Eva, boulangère et pâtissière, nous propose du pain au levain d’une recette depuis 80 ans que Josep Maria Freixa leur a offert en quittant les lieux, réalisé avec une farine moulue sur pierre qu’ils apportent de France ; une fermentation à froid de 24 heures avec un résultat spectaculaire. Une partie du levain de l’ancien locataire des lieux, nul autre que Josep Maria Freixa, père de Ramón Freixa. Pain au levain, qu’ils mettent en valeur sur la table avec une huile d’arbequina de première pression à froid du petit moulin Molí del Pau et Olis de Bellaguerda.
Pain au levain mais aussi une prodigieuse brioche. De plus deux beurres travaillés avec un à la tomate.
Nous
continuons avec des mollusques, tomates cerise confites, algues et piment aji.
Ce sont des moules et coques, la sauce au piment est versée sur assiette au
dernier moment.
Une impressionnante et délicieuse huitre, gazpacho de poivron vert et pomme granny smith.
Nous continuons avec un bar mariné dans des algues kombu, avec une infusion de lulo, radis et herbes fraiches. Le bar séché à l’algue kombu, enveloppé, roulé et suspendu pendant 48 heures, quelques points de crème raifort et une infusion de lulo, qui est un fruit d’Amérique latine (naranjilla, un fruit commun en Équateur et en Colombie), selon sa maturité, il est plus citrique ou plus sucré et dans ce cas, ils l’ont utilisé plus comme un agrumes. L’assiette contient également de l’oignon et de la coriandre pour aromatiser.
Un espuma de chou-fleur au crabe et gelée de moules. Unecrème de chou-fleur moelleuse au txangurro et à la gelée de moules à la sphère de parmesan, sans aucun doute l’un des plats mémorables et fameux de ce menu.
D’excellents poireaux sur une vichyssoise fumée, ail noir et céleri. Cuits à la braise, émulsion d’ail noir, graines de moutarde et algues croustillantes.

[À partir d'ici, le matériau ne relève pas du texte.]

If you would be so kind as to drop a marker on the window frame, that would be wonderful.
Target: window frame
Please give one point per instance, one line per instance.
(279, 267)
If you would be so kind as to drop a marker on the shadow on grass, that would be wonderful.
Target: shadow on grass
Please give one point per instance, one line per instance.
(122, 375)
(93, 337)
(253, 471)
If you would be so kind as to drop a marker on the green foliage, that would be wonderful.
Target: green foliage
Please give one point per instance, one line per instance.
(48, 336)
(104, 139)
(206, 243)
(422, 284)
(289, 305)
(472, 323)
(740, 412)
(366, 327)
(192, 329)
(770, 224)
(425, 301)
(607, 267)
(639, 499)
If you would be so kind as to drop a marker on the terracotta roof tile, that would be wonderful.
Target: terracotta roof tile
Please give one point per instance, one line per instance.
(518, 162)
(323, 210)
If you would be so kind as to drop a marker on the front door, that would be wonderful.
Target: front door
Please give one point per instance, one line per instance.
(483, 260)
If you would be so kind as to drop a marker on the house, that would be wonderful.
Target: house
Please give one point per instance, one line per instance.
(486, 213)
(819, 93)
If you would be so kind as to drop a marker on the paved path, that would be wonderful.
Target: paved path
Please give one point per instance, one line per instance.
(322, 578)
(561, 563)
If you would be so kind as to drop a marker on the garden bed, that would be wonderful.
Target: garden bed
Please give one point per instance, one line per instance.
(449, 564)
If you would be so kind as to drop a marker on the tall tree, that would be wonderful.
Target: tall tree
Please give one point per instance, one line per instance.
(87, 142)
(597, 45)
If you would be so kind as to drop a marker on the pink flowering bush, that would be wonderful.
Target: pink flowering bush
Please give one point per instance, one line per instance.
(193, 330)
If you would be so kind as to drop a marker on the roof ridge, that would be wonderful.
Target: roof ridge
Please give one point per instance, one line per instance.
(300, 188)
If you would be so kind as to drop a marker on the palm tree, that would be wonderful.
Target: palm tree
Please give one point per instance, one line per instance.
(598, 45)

Des tagliatelles de calamars avec une sauce pil-pil et des algues en pickles.
Un fabuleux merlu cuit à la vapeur dans des feuilles de bananier plantain et sauce aux cigales. En fait deux sauces, la première plus traditionnelle au crustacé et cava, et la seconde épicée à base de lait de coco, gingembre et citronnelle. Un autre plat vraiment mémorable.
Une somptueuse presa de porc ibérique, demi-glacé, crème de topinambours et millefeuille de patate douce.
Les desserts sont l’œuvre d’Eva López, qui prépare le chemin vers la douceur avec un granité très frais à base d’ananas, de concombre et de mousse de tepache (ananas fermenté ; une boisson mexicaine fermentée à base de maïs, semblable à une bière sucrée et à faible teneur en alcool).
Pour ensuite jouer avec une mangue aux textures, chocolat blanc, piment chipotle et gâteau de Santiago et menthe. Une vision personnelle du gâteau de Santiago, à la menthe, au chocolat blanc crémeux et à la mangue en trois textures : croquant, sorbet et naturel.
Les petits fours sont ici exceptionnels et c’est plutôt rare. Des marshmallow au citron vert, des bouchées avec une base de nachos écrasé pour servir de support, un chocolat à la Giandujia.
L’épatante et passionnée jeune sommelière Carla Viladric nous a recommandé une bouteille de Priorat Mas d’en Compte Celler Cal Pla 2018. Parfait pour les amateurs de vins blancs avec du volume, onctueux et avec des arômes fournis par le vieillissement en fût.
Un magnifique repas avec les chefs Germán et Diego qui préparent une cuisine avec beaucoup de bagages, audacieuse mais en même temps respectueuse de la tradition, où les produits du monde entier ouvrent la voie. Le service en salle avec le maître d’hôtel Emili Alcázar, est impeccable. Mae est un endroit dont nous entendrons parler très bientôt avec cette confluence de la richesse des saveurs de Barcelone, de Colombie et du Costa Rica. Le meilleur menu gastronomique du moment à Barcelone ? Probablement.